You forget about the 8 byte sync of Ethernet packet that precedes the MAC address, and the required "Inter-Packet Gap" required to detect the end of one packet, and the beginning of the next. Minor, but it adds up. Likewise, not that many network stacks can tolerate a continuous stream of "end-to-end" packets. 90 Megabit is a more realistic absolute maximum transfer rate using a cross-over cable, and the sustained rate is going to be dependent on the computer hardware at both ends, and what they are doing. Sure, a Pentium with a 64 bit wide PCI bus is _capable_ of a Gigabit/second, but only if it's not running an O/S, or user applications.
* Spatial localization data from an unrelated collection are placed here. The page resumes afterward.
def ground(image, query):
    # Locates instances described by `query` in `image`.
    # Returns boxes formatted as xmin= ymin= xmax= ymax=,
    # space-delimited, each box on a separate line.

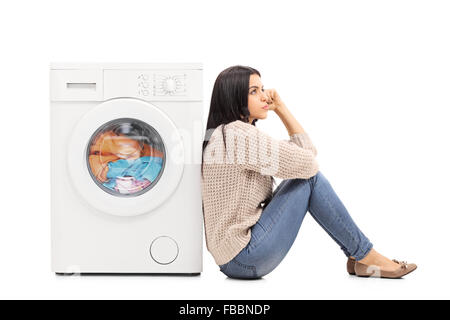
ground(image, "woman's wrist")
xmin=274 ymin=102 xmax=288 ymax=115
xmin=274 ymin=102 xmax=305 ymax=135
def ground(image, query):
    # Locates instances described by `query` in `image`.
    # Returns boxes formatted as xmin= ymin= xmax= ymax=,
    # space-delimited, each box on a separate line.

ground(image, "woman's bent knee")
xmin=219 ymin=259 xmax=260 ymax=279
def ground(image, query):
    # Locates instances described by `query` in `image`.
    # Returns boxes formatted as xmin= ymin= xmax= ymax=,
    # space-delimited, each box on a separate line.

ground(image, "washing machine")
xmin=50 ymin=63 xmax=203 ymax=274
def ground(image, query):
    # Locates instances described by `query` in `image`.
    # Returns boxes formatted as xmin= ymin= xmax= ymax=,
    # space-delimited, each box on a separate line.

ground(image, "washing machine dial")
xmin=164 ymin=78 xmax=177 ymax=93
xmin=153 ymin=74 xmax=186 ymax=96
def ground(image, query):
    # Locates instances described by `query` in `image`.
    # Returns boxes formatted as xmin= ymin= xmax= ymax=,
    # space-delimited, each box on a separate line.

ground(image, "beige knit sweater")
xmin=201 ymin=119 xmax=319 ymax=265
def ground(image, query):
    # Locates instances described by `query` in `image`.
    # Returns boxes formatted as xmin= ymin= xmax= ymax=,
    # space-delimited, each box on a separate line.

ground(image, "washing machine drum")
xmin=87 ymin=118 xmax=166 ymax=197
xmin=67 ymin=98 xmax=184 ymax=216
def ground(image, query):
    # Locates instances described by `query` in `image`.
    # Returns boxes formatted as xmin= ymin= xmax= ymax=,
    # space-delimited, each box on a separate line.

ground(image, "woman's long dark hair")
xmin=202 ymin=65 xmax=276 ymax=209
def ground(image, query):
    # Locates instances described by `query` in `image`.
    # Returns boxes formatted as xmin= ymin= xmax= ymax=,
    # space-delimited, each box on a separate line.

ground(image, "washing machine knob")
xmin=150 ymin=236 xmax=179 ymax=265
xmin=165 ymin=78 xmax=176 ymax=93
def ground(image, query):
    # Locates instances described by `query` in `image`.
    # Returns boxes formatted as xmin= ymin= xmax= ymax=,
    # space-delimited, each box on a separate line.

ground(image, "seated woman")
xmin=201 ymin=65 xmax=417 ymax=279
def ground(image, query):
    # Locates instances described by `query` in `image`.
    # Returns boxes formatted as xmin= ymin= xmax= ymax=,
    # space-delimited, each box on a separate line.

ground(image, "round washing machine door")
xmin=67 ymin=98 xmax=184 ymax=216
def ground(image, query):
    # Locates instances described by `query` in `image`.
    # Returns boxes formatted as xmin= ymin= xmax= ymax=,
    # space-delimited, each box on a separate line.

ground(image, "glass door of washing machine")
xmin=67 ymin=97 xmax=184 ymax=216
xmin=86 ymin=118 xmax=166 ymax=197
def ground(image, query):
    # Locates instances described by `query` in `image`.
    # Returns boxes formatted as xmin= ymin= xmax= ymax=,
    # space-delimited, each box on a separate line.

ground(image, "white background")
xmin=0 ymin=0 xmax=449 ymax=299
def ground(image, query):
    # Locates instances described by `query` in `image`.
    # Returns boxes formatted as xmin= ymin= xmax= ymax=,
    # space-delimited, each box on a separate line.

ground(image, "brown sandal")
xmin=354 ymin=258 xmax=417 ymax=278
xmin=347 ymin=257 xmax=356 ymax=275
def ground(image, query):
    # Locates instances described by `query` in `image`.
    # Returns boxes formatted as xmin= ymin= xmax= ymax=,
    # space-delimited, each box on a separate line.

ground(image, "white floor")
xmin=0 ymin=254 xmax=437 ymax=300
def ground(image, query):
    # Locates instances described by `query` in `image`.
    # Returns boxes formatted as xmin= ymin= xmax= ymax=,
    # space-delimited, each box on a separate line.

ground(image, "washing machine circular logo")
xmin=86 ymin=118 xmax=166 ymax=197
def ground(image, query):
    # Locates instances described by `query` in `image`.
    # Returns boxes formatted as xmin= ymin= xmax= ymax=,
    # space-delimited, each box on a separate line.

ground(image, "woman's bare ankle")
xmin=357 ymin=248 xmax=376 ymax=265
xmin=356 ymin=248 xmax=400 ymax=272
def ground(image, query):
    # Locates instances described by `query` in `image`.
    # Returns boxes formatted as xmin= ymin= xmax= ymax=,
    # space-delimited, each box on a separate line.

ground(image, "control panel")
xmin=50 ymin=65 xmax=202 ymax=102
xmin=104 ymin=69 xmax=201 ymax=101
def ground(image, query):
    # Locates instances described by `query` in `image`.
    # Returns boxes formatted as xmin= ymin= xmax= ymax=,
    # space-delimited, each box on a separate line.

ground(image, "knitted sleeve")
xmin=286 ymin=131 xmax=318 ymax=157
xmin=225 ymin=120 xmax=319 ymax=179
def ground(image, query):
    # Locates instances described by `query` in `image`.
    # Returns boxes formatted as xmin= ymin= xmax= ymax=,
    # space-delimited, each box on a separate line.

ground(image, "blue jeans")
xmin=218 ymin=171 xmax=373 ymax=279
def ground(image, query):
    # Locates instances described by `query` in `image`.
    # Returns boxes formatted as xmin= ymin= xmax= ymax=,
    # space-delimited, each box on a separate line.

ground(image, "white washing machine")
xmin=50 ymin=63 xmax=203 ymax=274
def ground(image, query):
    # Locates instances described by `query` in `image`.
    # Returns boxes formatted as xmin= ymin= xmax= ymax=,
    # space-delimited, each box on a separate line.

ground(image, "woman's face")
xmin=246 ymin=74 xmax=269 ymax=123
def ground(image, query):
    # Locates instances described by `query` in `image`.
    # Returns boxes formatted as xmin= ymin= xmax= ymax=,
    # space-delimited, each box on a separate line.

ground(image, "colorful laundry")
xmin=90 ymin=131 xmax=141 ymax=159
xmin=113 ymin=176 xmax=151 ymax=194
xmin=88 ymin=154 xmax=120 ymax=182
xmin=106 ymin=156 xmax=163 ymax=181
xmin=102 ymin=156 xmax=163 ymax=193
xmin=140 ymin=142 xmax=164 ymax=158
xmin=90 ymin=130 xmax=163 ymax=160
xmin=87 ymin=129 xmax=164 ymax=194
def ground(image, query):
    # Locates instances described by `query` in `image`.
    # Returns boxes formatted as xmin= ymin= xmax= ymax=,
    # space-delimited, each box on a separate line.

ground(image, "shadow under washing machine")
xmin=50 ymin=63 xmax=203 ymax=274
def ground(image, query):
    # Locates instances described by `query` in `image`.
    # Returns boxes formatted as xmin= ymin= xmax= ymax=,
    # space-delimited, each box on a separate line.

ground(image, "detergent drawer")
xmin=50 ymin=69 xmax=103 ymax=101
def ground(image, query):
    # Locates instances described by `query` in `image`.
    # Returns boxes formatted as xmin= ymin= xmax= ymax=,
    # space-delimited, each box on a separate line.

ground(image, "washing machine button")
xmin=165 ymin=78 xmax=176 ymax=93
xmin=150 ymin=236 xmax=179 ymax=265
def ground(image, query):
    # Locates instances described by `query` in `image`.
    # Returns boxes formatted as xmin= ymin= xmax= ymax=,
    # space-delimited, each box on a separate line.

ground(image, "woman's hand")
xmin=266 ymin=90 xmax=305 ymax=136
xmin=265 ymin=89 xmax=284 ymax=111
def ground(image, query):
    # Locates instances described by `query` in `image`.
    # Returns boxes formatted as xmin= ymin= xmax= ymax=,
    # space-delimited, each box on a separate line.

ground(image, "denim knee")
xmin=219 ymin=259 xmax=260 ymax=279
xmin=253 ymin=266 xmax=275 ymax=279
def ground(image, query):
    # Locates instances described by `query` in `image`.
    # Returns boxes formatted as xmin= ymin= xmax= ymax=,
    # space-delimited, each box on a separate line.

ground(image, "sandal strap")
xmin=392 ymin=259 xmax=408 ymax=269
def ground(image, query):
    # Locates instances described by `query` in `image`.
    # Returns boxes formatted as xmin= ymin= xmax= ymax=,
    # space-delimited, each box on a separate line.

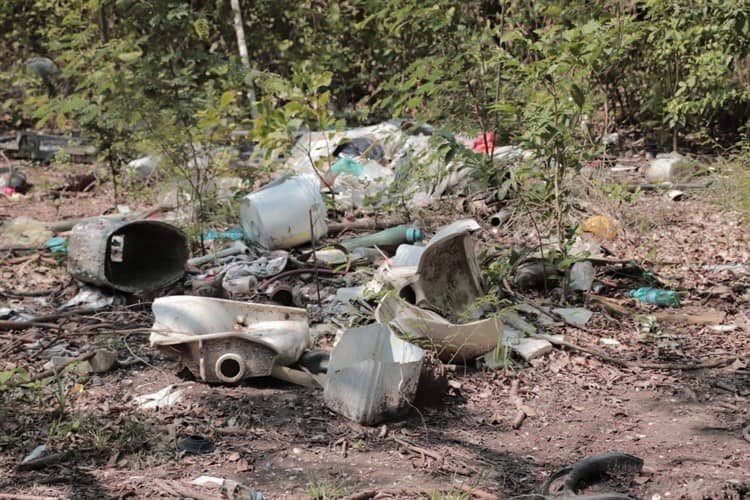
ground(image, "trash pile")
xmin=5 ymin=121 xmax=737 ymax=500
xmin=1 ymin=122 xmax=716 ymax=429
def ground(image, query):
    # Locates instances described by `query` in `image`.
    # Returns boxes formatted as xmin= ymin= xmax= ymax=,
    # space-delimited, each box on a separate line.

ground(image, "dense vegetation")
xmin=2 ymin=1 xmax=748 ymax=166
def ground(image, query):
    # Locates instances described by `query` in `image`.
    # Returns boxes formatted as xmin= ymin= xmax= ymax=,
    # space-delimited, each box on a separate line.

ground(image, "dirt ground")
xmin=0 ymin=160 xmax=749 ymax=500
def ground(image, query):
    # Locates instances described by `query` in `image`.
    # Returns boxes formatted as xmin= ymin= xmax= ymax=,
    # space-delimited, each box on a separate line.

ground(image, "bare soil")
xmin=0 ymin=160 xmax=748 ymax=500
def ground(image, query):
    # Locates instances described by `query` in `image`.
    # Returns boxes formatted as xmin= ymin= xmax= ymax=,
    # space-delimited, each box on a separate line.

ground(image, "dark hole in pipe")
xmin=106 ymin=221 xmax=188 ymax=291
xmin=270 ymin=287 xmax=294 ymax=307
xmin=219 ymin=358 xmax=241 ymax=379
xmin=399 ymin=285 xmax=416 ymax=304
xmin=490 ymin=216 xmax=502 ymax=227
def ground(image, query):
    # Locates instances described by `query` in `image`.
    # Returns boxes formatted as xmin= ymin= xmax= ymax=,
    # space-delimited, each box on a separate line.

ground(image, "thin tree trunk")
xmin=229 ymin=0 xmax=258 ymax=118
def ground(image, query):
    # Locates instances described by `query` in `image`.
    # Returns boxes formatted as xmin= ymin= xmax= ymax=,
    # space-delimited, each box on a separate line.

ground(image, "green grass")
xmin=306 ymin=479 xmax=349 ymax=500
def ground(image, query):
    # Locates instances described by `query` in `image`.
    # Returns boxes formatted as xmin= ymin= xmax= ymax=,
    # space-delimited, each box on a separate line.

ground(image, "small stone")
xmin=90 ymin=349 xmax=118 ymax=373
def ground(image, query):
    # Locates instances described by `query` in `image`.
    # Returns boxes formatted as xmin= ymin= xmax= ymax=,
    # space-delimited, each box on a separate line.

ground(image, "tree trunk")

Most systems aren't used that way (32 bit color icons and other eye-candy take a tremendous amount of CPU cycles - look up "Metcalfe's Law"). If you are not using a direct cable, then you have to take into account the capabilities of and load on the Ethernet switch or other active device located between the two end systems.

Old guy

Reply to
Moe Trin

Agreed.

But the difference for a cabled connection is minor.

i worked on a newspaper system (a long time ago). The interfaces between the image processor and raster engine ran for several hours a day at 99.4% load.

Since this was with nearly all full size Enet frames and the layer 1 overhead of inter packet gap and preamble of 20 bytes on a full size frame amounts to 1.3% or so - so the layer 2 useful load was getting up to 98%.

given the overheads in wireless where running at 50% useful bandwidth is considered best case, and using a device as a repeater would halve that - 2% overhead disappears into the noise....

yes - and one of the big issues when you try to work at the limit of any packet based system is exactly what does "wire speed" mean.

for example the clocking on an Ethernet port is +/- 100 parts / million - so a "wire speed" switch may run 100% in and out, but still drop packets (long on going argument with a customer).

Agreed again.

But many switches are as near to wire speed as makes no practical difference (i recently ran some tests on a box for work with up to 20 * GigE - it ran

99% load full duplex on up to 18 at a time).

Since many "server optimised boxes" can fill a GigE pipe (or 2) - then 100M is achievable.

more to the point networks may carry the aggregate of streams from many devices - so it is good practice to make sure they dont impose extra bottlenecks unless there is a good reason or tradeoff involved.

whether this matters for a home system is a different issue.